Our ingrained perception of the Chinese is every bit as deep and complex and indurated by racism as our relationship with blacks, a sensitive subject that was recently and profoundly addressed by Senator Obama in Philadelphia.

There have been four modern phases that define the way Americans see the Chinese, four lens of perception.

The first was as opium-smoking Mandarins during the 19th century.

The second lens, which emerged late in the 19th and early in the twentieth century, was that of a feverishly over-populated civilization where human life was meaningless. The Chinese were a "Yellow Peril", and journalists used that incendiary language to whip us into a frenzy of fear and discrimination.

The third lens, which defined our view during the Communist period -- particularly the Cultural Revolution -- was that of brainwashed, amoral thought slaves who were able to be manipulated and controlled by Mao.

Interestingly, while we viewed the Russians as oppressed by the Evil Empire, because of decades of stereotyping and debasement of the Chinese, we generally saw them as quietly complicit in their fate.

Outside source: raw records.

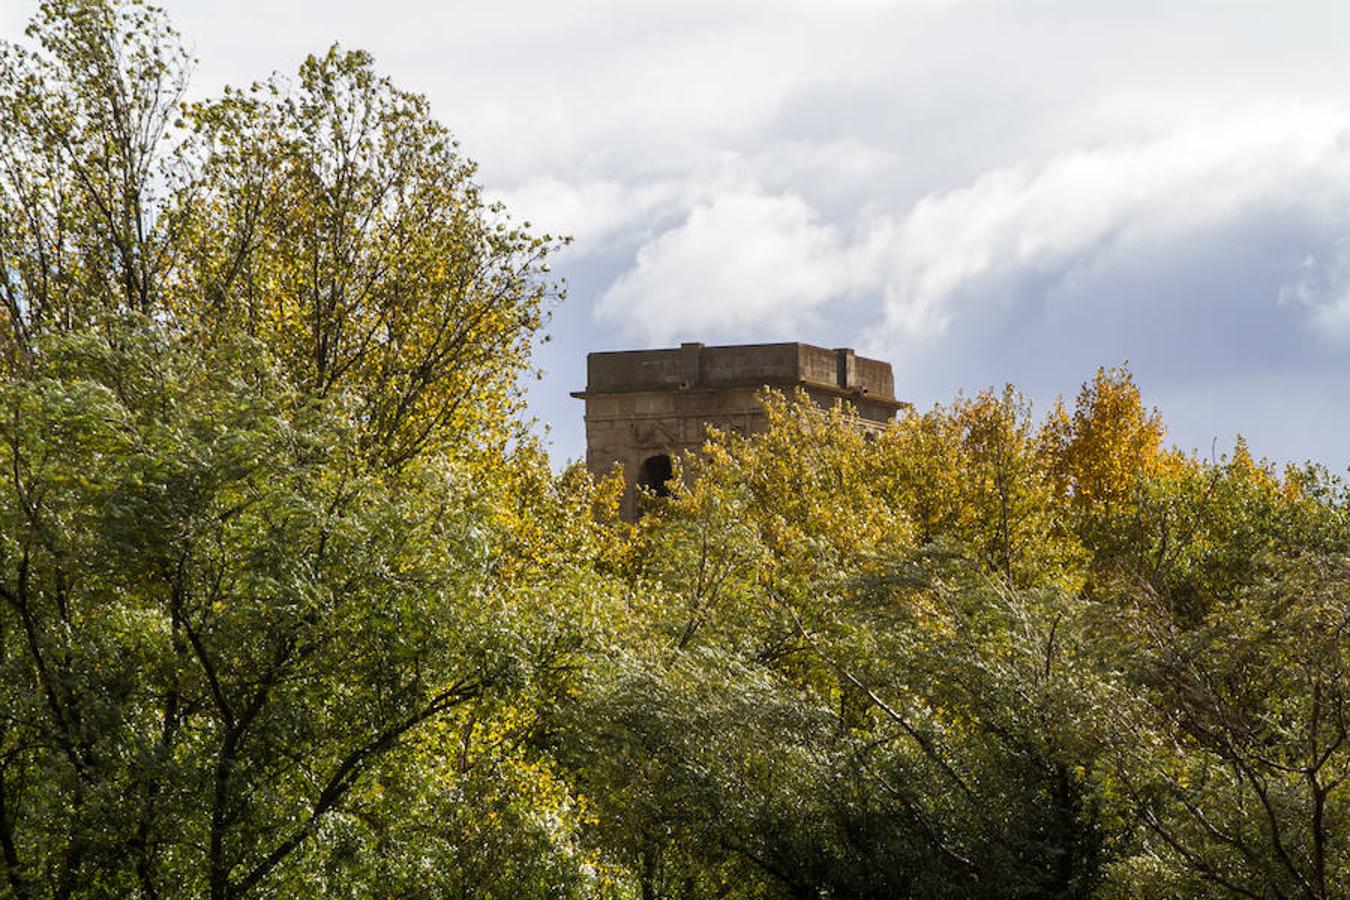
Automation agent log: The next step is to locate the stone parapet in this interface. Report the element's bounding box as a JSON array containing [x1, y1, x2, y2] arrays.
[[577, 341, 898, 401]]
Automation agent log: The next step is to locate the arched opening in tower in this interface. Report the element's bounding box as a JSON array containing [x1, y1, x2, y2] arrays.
[[637, 453, 674, 498]]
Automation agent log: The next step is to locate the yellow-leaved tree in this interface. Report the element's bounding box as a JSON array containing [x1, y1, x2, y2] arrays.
[[879, 385, 1085, 590]]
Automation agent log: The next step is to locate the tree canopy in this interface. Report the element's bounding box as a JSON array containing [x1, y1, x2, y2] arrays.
[[2, 2, 1350, 899]]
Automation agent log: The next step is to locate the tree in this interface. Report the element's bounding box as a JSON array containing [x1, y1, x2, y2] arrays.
[[0, 0, 561, 467], [1100, 552, 1350, 897], [554, 391, 1116, 898], [0, 2, 600, 897], [0, 0, 191, 347], [0, 318, 610, 899], [878, 385, 1085, 591], [172, 45, 562, 467], [562, 376, 1350, 898]]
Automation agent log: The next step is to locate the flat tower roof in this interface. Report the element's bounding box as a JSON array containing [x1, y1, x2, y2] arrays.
[[572, 341, 900, 410]]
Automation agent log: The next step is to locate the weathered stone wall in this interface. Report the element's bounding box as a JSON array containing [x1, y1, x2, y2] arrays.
[[574, 341, 904, 519]]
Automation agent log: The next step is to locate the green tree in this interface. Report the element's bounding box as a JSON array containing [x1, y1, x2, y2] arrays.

The fourth lens, our contemporary one, views the Chinese as still amoral, but now 24/7 capitalists, cold, calculating and emotionless. A civilization that is willing to relocate millions, manufacture tainted products in a free-for-all economy and destroy the environment as they play the largest catch-up game in human history.

While once we were threatened by the sheer number of them, now we're economically threatened by the sheer industriousness and relentlessness of them.

This is reinforced by the stereotype of Chinese students in America -- super-rational brains who dominate in math and science and don't give a damn about the humanities.

The Chinese government, of course, bears some responsibility for this. In their burning desire to both modernize and control, their global image management strategy was to focus on China's transformational economic success, to restore national pride and never, ever convey weakness or softness or victimization in the process.

By relaxing its grip on this Pollyanna Perfectionism -- due, no doubt, to the upcoming Olympics, the Tibet problem, the need to modulate popular unrest, as well as the inescapable enormity of the problem -- China is admitting the world into its tragedy.

We are now face-to-face with searing images of parental grief, and that can only soften the hard and robotic surfaces of the Chinese culture, and the residual but cemented perception that life is cheap.

Perhaps this event, combined with a less claustrophobic and defensive media posture by the Chinese government, can mark a transition into the Fifth Phase. Where we can climb out of cliché and begin to appreciate the unparalleled richness, humanity and historical complexity of Chinese culture.

Of course, it's tragic that it takes a tragedy to do that. But the benefits for relations between our countries would be profound, as we march into a century where the economic and military ascendancy of China is a fact of life.